$GALAXY_SLOTS equals to 1

Hello!

I was advised to use $GALAXY_SLOTS variable in order to obtain number of processor cores. Workflow automation? - #2 by mvdbeek But when i print this variable in the tools, i get exactly one despite i have 16 - 48 logical processors.

Why it is not set automatically? E. g why not add

 elif [ `nproc` > 0 ]; then 
     GALAXY_SLOTS=`nproc`

into /data/galaxy/lib/galaxy/jobs/runners/util/job_script/CLUSTER_SLOTS_STATEMENT.sh ?

We assume and highly recommend that jobs submitted by Galaxy are run on a HPC system with a job scheduler (like SLURM, PBS, Torque, LSF) or kubernetes. You then configure the destinations in the job_conf.xml file to request the required resources, and you assign tools to the destination. If you don’t have this available you can use local_slots as you found out, but you still need to map tools to destinations.

Note that this is not recommended, as there is no way for Galaxy to know what resources are available, so you will start consuming more resources than are available if you queue up many jobs.
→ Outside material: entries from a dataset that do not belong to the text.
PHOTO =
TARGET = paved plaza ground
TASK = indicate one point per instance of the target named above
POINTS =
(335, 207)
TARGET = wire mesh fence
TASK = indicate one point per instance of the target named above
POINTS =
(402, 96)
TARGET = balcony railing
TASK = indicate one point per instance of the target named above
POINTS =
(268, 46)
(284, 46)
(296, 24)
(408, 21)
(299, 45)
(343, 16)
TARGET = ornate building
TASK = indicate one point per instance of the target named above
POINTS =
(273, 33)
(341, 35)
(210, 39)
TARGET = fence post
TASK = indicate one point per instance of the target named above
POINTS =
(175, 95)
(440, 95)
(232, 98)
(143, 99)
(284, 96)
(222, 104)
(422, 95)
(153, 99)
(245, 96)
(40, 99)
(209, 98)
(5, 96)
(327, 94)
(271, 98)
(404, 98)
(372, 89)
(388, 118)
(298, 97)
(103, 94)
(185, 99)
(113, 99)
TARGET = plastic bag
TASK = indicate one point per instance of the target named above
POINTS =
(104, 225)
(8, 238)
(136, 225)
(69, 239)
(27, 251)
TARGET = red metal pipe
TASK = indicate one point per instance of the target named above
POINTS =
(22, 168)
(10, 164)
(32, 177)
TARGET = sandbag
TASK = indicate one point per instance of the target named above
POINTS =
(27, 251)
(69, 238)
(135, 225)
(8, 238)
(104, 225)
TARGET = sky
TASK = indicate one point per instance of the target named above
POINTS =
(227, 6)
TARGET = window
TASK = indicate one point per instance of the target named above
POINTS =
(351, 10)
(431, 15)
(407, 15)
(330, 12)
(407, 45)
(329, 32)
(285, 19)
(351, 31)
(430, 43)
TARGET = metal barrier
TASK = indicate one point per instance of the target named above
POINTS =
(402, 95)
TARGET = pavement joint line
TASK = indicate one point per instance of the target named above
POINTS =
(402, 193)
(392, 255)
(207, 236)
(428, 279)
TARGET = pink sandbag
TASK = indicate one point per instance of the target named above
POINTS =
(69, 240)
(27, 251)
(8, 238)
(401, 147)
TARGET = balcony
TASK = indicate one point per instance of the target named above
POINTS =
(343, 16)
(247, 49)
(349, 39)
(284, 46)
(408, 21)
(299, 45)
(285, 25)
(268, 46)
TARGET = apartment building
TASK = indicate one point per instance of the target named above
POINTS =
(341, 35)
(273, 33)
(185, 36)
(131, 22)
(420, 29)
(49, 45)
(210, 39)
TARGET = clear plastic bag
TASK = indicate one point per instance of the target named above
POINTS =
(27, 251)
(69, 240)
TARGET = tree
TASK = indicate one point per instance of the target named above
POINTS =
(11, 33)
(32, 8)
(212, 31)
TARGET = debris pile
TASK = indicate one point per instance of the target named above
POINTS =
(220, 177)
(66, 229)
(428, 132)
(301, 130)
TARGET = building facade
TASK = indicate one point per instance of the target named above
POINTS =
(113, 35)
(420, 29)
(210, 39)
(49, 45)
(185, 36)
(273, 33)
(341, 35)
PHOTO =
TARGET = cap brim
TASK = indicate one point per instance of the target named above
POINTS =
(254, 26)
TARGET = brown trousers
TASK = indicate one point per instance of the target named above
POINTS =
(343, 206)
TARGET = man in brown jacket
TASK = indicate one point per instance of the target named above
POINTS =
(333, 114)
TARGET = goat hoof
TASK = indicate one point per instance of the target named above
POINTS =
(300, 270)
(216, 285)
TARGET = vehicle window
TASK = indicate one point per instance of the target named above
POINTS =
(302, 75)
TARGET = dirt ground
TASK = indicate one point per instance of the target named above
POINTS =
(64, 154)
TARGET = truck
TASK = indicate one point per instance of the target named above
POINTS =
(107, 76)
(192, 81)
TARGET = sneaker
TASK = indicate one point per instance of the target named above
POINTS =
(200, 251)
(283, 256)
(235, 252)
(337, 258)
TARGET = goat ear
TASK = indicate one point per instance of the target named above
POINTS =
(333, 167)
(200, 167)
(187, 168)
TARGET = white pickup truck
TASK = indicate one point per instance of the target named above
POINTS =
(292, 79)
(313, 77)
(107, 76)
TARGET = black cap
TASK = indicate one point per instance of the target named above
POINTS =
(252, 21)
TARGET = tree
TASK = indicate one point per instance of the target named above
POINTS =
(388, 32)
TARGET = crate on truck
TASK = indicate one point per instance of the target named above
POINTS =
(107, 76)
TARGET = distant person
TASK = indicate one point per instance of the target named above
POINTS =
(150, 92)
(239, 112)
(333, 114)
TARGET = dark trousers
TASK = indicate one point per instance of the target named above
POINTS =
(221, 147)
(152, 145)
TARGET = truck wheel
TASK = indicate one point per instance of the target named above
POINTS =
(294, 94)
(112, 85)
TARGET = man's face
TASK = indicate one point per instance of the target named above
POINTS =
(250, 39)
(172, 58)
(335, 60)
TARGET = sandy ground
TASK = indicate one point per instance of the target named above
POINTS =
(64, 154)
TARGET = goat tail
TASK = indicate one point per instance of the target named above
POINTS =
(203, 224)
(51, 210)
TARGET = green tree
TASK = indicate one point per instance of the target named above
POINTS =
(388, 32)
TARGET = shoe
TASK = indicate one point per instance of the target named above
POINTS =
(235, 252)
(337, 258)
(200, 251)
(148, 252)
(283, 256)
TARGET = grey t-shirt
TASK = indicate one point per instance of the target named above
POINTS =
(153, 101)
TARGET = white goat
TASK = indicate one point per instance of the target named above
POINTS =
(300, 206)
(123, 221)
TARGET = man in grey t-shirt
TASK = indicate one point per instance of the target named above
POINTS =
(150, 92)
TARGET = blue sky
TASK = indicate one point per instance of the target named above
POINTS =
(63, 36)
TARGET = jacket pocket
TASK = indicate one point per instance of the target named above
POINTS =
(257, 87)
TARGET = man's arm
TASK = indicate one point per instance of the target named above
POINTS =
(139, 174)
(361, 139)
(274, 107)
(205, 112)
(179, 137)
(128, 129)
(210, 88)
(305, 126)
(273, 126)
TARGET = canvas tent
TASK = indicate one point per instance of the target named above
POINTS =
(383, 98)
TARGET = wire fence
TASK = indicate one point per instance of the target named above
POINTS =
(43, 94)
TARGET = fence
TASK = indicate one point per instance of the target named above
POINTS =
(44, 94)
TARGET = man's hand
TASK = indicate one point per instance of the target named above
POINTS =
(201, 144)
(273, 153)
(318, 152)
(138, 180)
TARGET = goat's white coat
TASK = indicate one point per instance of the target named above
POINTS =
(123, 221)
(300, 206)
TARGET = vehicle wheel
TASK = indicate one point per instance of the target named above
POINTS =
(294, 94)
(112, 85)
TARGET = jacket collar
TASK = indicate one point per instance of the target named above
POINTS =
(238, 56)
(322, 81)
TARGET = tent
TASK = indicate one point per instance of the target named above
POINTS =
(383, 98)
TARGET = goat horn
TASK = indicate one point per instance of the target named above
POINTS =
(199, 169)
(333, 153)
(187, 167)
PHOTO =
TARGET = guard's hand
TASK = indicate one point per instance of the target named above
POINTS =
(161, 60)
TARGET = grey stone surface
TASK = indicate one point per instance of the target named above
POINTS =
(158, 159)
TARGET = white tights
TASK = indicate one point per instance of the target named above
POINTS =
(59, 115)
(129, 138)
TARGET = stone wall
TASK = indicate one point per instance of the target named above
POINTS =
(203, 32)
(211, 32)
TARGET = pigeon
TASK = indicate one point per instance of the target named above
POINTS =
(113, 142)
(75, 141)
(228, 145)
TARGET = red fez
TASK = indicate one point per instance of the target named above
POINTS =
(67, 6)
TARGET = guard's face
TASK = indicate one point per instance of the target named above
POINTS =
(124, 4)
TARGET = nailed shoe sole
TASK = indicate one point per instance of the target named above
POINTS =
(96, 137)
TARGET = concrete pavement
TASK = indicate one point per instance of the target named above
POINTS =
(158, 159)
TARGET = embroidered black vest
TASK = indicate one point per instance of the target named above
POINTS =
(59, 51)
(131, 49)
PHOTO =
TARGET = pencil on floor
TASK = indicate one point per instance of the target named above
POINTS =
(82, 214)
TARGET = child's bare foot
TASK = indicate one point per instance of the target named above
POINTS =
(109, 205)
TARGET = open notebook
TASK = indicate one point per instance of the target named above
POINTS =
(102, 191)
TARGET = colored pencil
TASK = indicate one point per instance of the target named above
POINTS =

Connecting Galaxy to a compute cluster walks through installing slurm using ansible on the head node … while that’s still not ideal it is better than using the local job runner.

3 Likes

Is it necessary to use ansible to install? I never used ansible so i think it will take quite a while for me to learn it.

I installed slurm without ansible, and it works, but i see GALAXY_SLOTS=2 despite i have 32 logical processors, so each of the tasks uses no more than 2 cores (as e. g. htop shows). Is it possible to assign more cores to the tasks (and maybe even different amount of cores to different tasks)?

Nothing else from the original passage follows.